Sependek yang saya tahu, Cendana itu baru bergerak bila harta kekayaan tinggalan Suharto diutak-atik. Cikeas itu akan mulai menunjukkan sungutnya, kalau kasus2 korupsi dibicarakan lagi. Sedangkan JK bereaksi ketika utang2nya tak terbayar. Makanya, indikasi terkuat mengarah pada JK, yang memang harus menghadapi tuntutan ini itu dari berbagai pihak. Itu pun, tidak secara langsung megarah pada dirinya. Keluarga besarnya sih iya.

Lalu siapa...

Masalahnya publik itu kadang melihat politik praktis juga kadang terlalu praktis. Contoh paling akhir adalah kasus Sigi. Sejauh yang saya amati dan pelajari, tak ada indikasi atau bukti apa pun sejauh ini bahwa Kelompok MIT pimpinan Ali Kalora adalah pelakunya. Tapi publik lalu membelokkan kasusnya, pada kenapa Jokowi lambat bereaksi. Atas tuntutan publik, lalu tiba2 Jokowi bereaksi dan upaya pengejaran siapa yang dianggap teroris bergerak. 

Polisi dan TNI lalu mengamini. Ikut ngombyongi bahwa teroris ini jahat dan keji, dsb-nya. Referensi-nya adalah peristiwa beberapa tahun sebelumnya. Tak pernah ada bukti sama sekali, bahwa itu pelakunya adalah siapa yang dituduhkan itu. Saya pikir, stigma publik memang luar biasa. Kadang ngawurnya juga sama keterlaluannya, saat menanyakan dimana suara Komnas HAM. Lah Komnas HAM itu justru harus hadir jika ada indikasi aparat negara terlibat dalam suatu kasus.

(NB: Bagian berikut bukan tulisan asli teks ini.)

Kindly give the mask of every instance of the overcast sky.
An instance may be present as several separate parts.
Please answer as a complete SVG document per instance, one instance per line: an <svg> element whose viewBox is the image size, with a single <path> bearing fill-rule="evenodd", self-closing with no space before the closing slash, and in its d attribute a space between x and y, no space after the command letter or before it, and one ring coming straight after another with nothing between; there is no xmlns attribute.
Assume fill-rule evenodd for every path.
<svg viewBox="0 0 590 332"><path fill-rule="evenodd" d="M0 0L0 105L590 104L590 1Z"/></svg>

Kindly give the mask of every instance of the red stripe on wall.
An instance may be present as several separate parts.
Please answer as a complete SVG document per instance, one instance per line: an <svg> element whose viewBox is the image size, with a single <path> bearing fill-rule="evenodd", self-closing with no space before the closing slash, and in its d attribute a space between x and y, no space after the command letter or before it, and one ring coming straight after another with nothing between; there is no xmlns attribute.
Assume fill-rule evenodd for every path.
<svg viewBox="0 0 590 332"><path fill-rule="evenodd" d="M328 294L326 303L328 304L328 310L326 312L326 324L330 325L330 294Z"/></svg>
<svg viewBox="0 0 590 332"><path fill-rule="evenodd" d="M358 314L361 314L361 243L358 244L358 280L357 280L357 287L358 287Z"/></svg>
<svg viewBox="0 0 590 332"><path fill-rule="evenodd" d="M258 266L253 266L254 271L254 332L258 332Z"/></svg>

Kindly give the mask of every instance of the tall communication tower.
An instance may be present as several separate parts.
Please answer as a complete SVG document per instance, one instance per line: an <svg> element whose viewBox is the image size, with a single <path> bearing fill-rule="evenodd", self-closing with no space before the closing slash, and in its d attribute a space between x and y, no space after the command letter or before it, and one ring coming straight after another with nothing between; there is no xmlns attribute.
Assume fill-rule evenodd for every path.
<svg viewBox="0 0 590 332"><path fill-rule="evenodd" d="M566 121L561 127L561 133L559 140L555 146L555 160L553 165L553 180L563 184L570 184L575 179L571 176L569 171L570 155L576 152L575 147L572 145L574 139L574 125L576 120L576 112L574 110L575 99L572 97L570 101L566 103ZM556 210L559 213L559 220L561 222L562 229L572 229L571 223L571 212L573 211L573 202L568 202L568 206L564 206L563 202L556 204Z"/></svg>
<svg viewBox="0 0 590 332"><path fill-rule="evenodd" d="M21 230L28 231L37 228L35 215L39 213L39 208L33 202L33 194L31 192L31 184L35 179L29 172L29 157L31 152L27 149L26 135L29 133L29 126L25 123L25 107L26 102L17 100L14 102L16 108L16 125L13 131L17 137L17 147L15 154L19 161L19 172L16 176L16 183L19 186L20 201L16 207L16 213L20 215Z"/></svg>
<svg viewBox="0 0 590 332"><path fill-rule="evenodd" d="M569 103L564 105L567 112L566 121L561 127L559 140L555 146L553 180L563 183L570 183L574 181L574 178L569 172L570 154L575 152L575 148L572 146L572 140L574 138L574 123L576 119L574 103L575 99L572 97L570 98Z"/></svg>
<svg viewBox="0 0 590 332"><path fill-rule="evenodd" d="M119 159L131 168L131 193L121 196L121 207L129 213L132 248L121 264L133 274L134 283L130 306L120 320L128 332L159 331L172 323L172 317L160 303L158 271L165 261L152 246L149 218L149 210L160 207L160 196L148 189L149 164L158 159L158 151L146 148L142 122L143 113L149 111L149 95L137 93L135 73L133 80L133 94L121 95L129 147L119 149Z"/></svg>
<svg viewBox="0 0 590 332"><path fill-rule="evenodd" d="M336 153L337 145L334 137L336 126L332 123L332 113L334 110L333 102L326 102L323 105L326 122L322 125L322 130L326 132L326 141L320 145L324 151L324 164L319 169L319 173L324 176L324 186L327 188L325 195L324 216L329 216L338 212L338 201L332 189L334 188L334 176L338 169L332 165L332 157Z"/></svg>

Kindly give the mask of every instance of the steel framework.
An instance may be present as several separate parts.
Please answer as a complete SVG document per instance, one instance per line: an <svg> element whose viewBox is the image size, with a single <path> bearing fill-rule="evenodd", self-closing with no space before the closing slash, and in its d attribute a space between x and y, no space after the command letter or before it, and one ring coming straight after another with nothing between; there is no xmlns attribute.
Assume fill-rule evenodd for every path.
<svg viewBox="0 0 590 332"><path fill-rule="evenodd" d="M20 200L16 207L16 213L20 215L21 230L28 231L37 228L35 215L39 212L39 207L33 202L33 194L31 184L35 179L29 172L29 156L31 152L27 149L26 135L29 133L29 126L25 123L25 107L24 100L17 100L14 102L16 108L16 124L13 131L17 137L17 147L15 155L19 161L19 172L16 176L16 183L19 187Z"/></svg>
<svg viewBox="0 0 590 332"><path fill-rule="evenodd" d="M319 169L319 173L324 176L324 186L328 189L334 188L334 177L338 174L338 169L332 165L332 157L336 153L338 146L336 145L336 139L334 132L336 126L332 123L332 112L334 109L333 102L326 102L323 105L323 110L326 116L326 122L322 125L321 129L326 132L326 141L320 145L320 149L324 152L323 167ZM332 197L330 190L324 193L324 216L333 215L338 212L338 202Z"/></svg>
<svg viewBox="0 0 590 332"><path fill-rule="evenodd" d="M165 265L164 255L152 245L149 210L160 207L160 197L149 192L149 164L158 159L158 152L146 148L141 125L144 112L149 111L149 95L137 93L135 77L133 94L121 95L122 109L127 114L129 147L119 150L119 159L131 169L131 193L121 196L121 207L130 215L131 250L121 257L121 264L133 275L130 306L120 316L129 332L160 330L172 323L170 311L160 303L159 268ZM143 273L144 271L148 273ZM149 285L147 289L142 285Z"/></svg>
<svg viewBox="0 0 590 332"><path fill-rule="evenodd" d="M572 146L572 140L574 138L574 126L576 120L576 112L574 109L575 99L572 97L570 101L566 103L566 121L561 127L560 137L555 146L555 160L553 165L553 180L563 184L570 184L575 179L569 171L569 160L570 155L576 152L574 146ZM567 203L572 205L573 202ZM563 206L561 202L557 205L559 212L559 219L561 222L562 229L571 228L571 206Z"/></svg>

Lah siapa pun yang terlibat dalam kasus Sigi bukankah yang dituduh adalah teroris, yang jelas itu wilayah kriminal. Lah kalau Komnas HAM akhirnya turun, tentu atas desakan publik. Oleh siapa yang kadang sombong, dengan gaya bahasa sok iye: kemana uang pajakku yang digunakan para komisioner HAM itu? Namun bukankah dengan bergerak mereka, harusnya muncul kecurigaan "jangan2 ini permainan intelejen"? Pekok berjamaah!

Pun dalam kasus HRS ini?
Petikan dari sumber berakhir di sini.